Other federal agencies have already scrambled to comply. Earlier this year, the National Park Service briefly altered its Underground Railroad webpage to minimize the role of Harriet Tubman before restoring it under public pressure. The Department of Defense removed, then reinstated, information about baseball legend Jackie Robinson’s military service and the Medal of Honor earned by Maj. Gen. Charles C. Rogers, one of the highest-ranking Black servicemembers in Vietnam. Meanwhile, the mural at Black Lives Matter Plaza in Washington was demolished in March, in what critics say was another symbolic effort to erase visible reminders of the struggle for racial justice.
Trump’s rhetoric has only sharpened. In recent weeks, he referred to museums as remnants of a “woke country” that dwell on slavery and racial injustice rather than celebrating national achievements. At a White House event, he declared that Smithsonian institutions were filled with “divisive propaganda” and threatened to cut funding if changes were not made. His remarks represented an about-face from 2017, when he called his tour of the African American History Museum “a meaningful reminder of why we have to fight bigotry, intolerance, and hatred.”

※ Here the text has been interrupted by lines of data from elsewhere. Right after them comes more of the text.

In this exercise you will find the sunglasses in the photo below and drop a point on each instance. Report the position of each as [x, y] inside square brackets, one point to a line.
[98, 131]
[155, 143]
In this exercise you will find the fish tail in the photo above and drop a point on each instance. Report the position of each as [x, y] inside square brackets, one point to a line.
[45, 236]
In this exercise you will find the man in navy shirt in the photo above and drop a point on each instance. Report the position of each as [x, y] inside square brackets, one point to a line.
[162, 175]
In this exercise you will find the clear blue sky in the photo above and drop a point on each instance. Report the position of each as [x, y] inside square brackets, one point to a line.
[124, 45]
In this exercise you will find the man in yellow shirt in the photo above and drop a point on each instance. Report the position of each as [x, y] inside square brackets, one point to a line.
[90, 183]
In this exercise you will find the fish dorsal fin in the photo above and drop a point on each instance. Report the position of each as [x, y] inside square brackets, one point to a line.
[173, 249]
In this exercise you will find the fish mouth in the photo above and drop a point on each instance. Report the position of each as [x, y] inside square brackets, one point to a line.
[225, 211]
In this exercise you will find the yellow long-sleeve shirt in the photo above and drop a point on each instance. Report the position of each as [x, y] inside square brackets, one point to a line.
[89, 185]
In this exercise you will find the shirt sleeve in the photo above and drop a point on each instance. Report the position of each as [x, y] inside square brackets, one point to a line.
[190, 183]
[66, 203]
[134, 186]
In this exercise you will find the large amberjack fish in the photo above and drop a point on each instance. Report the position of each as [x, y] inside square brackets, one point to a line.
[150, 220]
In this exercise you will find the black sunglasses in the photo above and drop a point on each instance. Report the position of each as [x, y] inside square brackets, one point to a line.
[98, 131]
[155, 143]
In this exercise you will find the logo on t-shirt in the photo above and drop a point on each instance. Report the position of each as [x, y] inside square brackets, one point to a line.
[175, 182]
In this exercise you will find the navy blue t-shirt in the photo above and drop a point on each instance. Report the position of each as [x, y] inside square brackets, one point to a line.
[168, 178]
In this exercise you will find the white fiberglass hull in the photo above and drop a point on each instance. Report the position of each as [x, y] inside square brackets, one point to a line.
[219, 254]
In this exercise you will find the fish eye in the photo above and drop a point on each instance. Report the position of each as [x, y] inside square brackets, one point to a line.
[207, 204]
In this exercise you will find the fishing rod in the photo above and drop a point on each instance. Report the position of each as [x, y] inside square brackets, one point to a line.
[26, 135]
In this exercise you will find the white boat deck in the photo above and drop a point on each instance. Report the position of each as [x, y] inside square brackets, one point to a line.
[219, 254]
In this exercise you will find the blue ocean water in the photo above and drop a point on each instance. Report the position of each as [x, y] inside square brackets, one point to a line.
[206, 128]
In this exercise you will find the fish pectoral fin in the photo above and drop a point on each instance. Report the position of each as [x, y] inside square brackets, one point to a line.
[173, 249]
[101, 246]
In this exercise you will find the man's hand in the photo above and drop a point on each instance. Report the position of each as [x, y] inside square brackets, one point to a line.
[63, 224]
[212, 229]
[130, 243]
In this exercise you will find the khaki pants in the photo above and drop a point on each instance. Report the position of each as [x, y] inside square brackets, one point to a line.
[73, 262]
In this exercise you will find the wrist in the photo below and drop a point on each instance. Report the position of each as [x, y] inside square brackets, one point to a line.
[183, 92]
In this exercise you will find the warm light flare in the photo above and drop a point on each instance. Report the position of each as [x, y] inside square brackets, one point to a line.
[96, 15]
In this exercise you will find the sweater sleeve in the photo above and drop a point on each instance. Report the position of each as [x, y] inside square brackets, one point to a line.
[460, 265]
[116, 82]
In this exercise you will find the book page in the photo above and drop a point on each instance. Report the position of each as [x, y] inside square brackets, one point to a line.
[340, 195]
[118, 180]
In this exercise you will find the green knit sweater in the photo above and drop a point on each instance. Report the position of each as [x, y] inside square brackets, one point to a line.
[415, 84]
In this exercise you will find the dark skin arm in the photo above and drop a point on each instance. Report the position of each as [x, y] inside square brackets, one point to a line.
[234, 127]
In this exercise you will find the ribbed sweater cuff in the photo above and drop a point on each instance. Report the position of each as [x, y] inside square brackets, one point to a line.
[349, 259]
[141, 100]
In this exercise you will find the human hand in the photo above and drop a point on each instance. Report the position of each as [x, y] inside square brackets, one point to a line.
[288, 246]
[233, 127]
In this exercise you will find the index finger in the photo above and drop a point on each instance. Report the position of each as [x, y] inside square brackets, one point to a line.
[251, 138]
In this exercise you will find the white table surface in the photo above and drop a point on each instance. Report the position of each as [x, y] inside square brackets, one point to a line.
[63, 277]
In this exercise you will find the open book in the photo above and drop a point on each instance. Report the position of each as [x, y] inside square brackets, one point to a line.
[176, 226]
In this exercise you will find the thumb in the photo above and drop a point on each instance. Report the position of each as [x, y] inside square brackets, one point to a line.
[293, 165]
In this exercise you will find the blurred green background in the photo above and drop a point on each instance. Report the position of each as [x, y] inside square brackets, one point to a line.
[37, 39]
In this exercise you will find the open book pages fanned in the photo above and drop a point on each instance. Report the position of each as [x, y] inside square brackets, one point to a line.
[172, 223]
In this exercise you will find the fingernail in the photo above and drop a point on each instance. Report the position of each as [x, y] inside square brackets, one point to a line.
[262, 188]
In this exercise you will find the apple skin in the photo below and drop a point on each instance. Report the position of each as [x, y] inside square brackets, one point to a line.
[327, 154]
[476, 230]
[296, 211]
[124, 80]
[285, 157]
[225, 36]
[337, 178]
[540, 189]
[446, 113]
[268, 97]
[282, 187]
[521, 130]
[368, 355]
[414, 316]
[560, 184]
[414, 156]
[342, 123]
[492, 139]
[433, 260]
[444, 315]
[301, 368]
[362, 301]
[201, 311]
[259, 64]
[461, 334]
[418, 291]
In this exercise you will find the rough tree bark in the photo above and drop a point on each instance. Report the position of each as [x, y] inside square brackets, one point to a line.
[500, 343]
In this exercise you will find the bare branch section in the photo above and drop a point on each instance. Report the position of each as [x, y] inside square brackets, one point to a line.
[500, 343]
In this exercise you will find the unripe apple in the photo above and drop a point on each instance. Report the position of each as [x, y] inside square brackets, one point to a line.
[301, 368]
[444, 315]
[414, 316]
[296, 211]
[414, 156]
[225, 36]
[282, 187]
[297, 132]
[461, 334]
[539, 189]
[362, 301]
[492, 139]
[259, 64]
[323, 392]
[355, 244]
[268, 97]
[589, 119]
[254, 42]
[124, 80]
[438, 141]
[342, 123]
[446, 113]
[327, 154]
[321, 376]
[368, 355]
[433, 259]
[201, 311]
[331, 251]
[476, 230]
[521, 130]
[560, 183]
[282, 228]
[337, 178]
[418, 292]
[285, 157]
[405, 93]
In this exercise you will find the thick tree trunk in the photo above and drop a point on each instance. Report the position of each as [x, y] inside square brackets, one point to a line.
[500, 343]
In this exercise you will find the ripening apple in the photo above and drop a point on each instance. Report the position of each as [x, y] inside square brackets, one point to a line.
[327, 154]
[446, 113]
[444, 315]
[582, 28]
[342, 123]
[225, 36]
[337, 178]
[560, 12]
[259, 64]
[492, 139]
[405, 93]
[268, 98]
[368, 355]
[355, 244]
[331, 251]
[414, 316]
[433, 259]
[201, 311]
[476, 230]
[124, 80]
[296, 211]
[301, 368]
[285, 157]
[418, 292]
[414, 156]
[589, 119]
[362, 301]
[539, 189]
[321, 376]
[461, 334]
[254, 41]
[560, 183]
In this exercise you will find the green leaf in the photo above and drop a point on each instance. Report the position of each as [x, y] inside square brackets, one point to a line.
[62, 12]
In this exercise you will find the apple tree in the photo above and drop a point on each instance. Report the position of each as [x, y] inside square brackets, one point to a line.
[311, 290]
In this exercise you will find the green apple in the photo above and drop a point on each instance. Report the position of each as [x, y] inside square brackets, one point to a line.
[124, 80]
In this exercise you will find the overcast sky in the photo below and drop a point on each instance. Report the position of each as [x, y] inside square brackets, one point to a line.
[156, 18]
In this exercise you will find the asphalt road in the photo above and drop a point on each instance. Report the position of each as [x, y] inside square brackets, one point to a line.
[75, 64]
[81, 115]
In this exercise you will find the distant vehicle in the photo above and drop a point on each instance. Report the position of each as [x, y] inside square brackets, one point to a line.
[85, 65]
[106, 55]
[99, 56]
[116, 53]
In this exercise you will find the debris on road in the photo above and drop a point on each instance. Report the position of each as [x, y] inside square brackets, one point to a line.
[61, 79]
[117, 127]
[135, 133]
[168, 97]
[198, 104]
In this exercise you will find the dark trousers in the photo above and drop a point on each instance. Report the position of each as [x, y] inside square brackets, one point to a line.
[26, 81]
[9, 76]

Historians warn that the shift is part of a coordinated effort to control the country’s historical narrative. Chad Williams, a professor at Boston University, compared the administration’s approach to the “Lost Cause” ideology promoted after the Civil War, when southern states sought to glorify the Confederacy while downplaying slavery as the cause of the conflict. “It sends a very dangerous message about how the government is seeking to control this country’s narrative with a very narrow and propagandistic version of American history,” Williams told a local news outlet.
For community leaders in Philadelphia, the danger appears immediate. The President’s House exhibit opened in 2010 after years of advocacy and archaeological work confirmed that Washington enslaved people on the site. Its panels and digital displays have since served as an educational tool for millions of visitors. “The first time enslaved Africans were brought here, it was a ripping away of their history, a taking away of their names and their culture,” said Jo Banner, co-founder of the Descendants Project in Louisiana, connecting the federal order to broader patterns of erasure. “If we want our own liberation, we have to own telling our true history.”
Alan Spears, senior director at the National Parks Conservation Association, expressed similar concern. “When you start to fiddle around with history, that isn’t what makes a country great. It makes us weaker. And it makes us meaner, because we’re going to be much less informed about the broad sweep of U.S. history and all the people who have contributed to making this country a good country,” he said.
With the approaching deadline, activists in Philadelphia are pressing for urgent meetings with the National Park Service. They say the stakes are larger than a single site, representing a test of whether Americans will allow federal power to strip away the unvarnished truth of the nation’s past. “We will not allow our history to be erased,” Rev. Cavaness told the rally.